That’s what he thinks. He returns to his home town but knows nobody there anymore except his father
(a cameo role for Robert Duvall), who
doesn’t want anything to do with him.
But he gets a job with a small engine repair shop (he is said to be
“a regular Eli Whitney with a
lawnmower” ) and meets and befriends a
small boy called Frankie (Lucas Black) whose father has committed suicide.
Frankie’s mother, Linda (Natalie
Canerday) works in a dime store (now called a dollar store) and indulges her
little boy, even to the point of allowing him to invite Karl to come and live in
their garage.
Linda is dating a frightful bully called Doyle Hargreaves (Dwight Yoakam) who
runs a construction company, is pals with the sheriff, and is fond of making
offensive comments to people and then telling them, with a smile, that he is
“just kidding
you.” He especially hates midgets,
antique furniture, homosexuals (like
Linda’s boss, Vaughan, played by John
Ritter) and
“retards,”
but he also hates Frankie. “Frankie
needs all the friends he can get,” he
says.
“He’s
a weak boy. His father taught him to be a
pussy.” Naturally his hatred is fully
reciprocated. Doyle has a tendency to become violent and abusive when he is
drunk, which is often, and he has threatened to kill Linda if she tries to break
off their relationship.
Once again, there are no prizes for guessing what happens. The closeness of
Karl’s relationship with
Frankie — which he summarizes by saying that
“He likes the way I talk and I like
the way he talks” — extends to a
general protectiveness toward him and his mother, who bakes him the first
biscuits he has had since childhood, against Doyle.

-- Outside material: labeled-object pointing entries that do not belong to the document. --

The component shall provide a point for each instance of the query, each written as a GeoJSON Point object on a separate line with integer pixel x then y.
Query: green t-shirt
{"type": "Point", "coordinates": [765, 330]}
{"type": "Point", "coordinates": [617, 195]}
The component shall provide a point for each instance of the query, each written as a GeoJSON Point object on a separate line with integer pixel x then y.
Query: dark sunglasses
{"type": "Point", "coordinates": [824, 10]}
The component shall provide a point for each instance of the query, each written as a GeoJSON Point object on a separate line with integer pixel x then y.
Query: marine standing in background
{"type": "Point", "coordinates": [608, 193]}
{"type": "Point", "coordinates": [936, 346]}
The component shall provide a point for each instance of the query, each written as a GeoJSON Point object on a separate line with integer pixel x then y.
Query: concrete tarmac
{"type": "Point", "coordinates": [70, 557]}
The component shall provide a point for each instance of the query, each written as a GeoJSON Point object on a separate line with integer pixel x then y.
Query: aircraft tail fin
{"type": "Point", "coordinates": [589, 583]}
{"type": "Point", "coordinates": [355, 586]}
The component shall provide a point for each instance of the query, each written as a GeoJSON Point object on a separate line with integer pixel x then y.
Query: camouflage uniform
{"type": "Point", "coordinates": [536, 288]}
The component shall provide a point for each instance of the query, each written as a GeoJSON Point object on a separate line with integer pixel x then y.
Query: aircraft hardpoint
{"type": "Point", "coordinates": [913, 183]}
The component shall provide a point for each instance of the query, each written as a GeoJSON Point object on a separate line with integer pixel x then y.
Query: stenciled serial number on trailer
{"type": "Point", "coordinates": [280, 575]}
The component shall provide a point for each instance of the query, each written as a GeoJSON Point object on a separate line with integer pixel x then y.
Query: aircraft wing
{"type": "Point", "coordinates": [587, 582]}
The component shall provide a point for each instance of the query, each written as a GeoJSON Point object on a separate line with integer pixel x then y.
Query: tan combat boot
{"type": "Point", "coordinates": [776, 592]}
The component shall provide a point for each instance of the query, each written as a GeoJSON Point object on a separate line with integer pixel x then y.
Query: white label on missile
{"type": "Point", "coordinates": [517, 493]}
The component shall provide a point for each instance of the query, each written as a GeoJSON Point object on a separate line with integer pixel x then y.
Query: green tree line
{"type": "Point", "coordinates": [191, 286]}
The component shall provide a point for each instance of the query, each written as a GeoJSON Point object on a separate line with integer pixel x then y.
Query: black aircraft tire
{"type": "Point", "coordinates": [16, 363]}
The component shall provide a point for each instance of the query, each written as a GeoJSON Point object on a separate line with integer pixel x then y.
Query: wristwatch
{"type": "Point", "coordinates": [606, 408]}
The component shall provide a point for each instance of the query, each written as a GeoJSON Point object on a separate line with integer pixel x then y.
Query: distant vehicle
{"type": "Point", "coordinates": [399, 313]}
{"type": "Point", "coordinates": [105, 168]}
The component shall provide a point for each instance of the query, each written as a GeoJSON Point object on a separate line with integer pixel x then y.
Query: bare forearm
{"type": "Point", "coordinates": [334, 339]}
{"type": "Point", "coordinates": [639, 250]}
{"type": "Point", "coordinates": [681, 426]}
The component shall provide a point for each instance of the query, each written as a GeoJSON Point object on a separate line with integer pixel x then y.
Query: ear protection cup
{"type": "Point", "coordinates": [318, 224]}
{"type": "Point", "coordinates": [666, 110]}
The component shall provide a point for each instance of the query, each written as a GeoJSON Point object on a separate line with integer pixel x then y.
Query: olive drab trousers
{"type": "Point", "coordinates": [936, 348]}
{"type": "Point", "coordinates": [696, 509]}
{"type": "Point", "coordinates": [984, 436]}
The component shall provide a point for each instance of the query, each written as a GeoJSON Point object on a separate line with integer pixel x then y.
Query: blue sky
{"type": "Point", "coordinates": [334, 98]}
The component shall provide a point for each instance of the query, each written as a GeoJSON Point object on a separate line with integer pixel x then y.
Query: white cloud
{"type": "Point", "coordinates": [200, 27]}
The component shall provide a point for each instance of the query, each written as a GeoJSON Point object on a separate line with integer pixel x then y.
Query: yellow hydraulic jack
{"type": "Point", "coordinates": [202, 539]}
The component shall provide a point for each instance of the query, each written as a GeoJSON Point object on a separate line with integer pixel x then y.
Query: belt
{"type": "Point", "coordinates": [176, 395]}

So are things set up to
justify the ending. And just to make certain sure, we are told a heart-rending
story of how Karl’s father had once
brought to him “a little
ol’ baby no bigger than a
squirrel” in a shoebox and told him to
bury it. The baby was still alive and would have been his baby brother, but he
buried it because he was only six or seven years old and never knew before to do
anything but obey his parents.” When
he finally goes to see his father he tells him:
“You ought not have killed my little
brother. He would have had fun some
time.”
It’s a nice film and, as I say,
well written and acted. But I have my doubts about it on two scores. One is the
aspect of pathography. Anytime you make a mentally ill or retarded person the
dramatic focus, you take it away from the central job of artistic creation,
which is to make the audience identify itself with the principal character. You
take the terror away from the pity and are left with a fatal attitude of
condescension. The other thing is the clichéd nature of the situation
into which poor Karl is put. For the umpteenth time in recent years we have an
abusive parent, or step-parent, a battered spouse, a lovable child and, above
all, the attitude that someone who terrorizes a woman or a child (Doyle never
actually even hits Frankie or his mother, that we can see on screen, though both
of them behave aggressively toward him at one point) deserves to die. I have a
few qualms, myself, about applauding as a good-natured mental defective
casually executes someone who is deemed by cultural fashion to have put himself
beyond the pale of civilized treatment. Sexists, racists, ableists, homophobes
à la lanterne! As someone who has been called (I think unjustly)
names like these, I cannot be quite so quick to join in with the mob.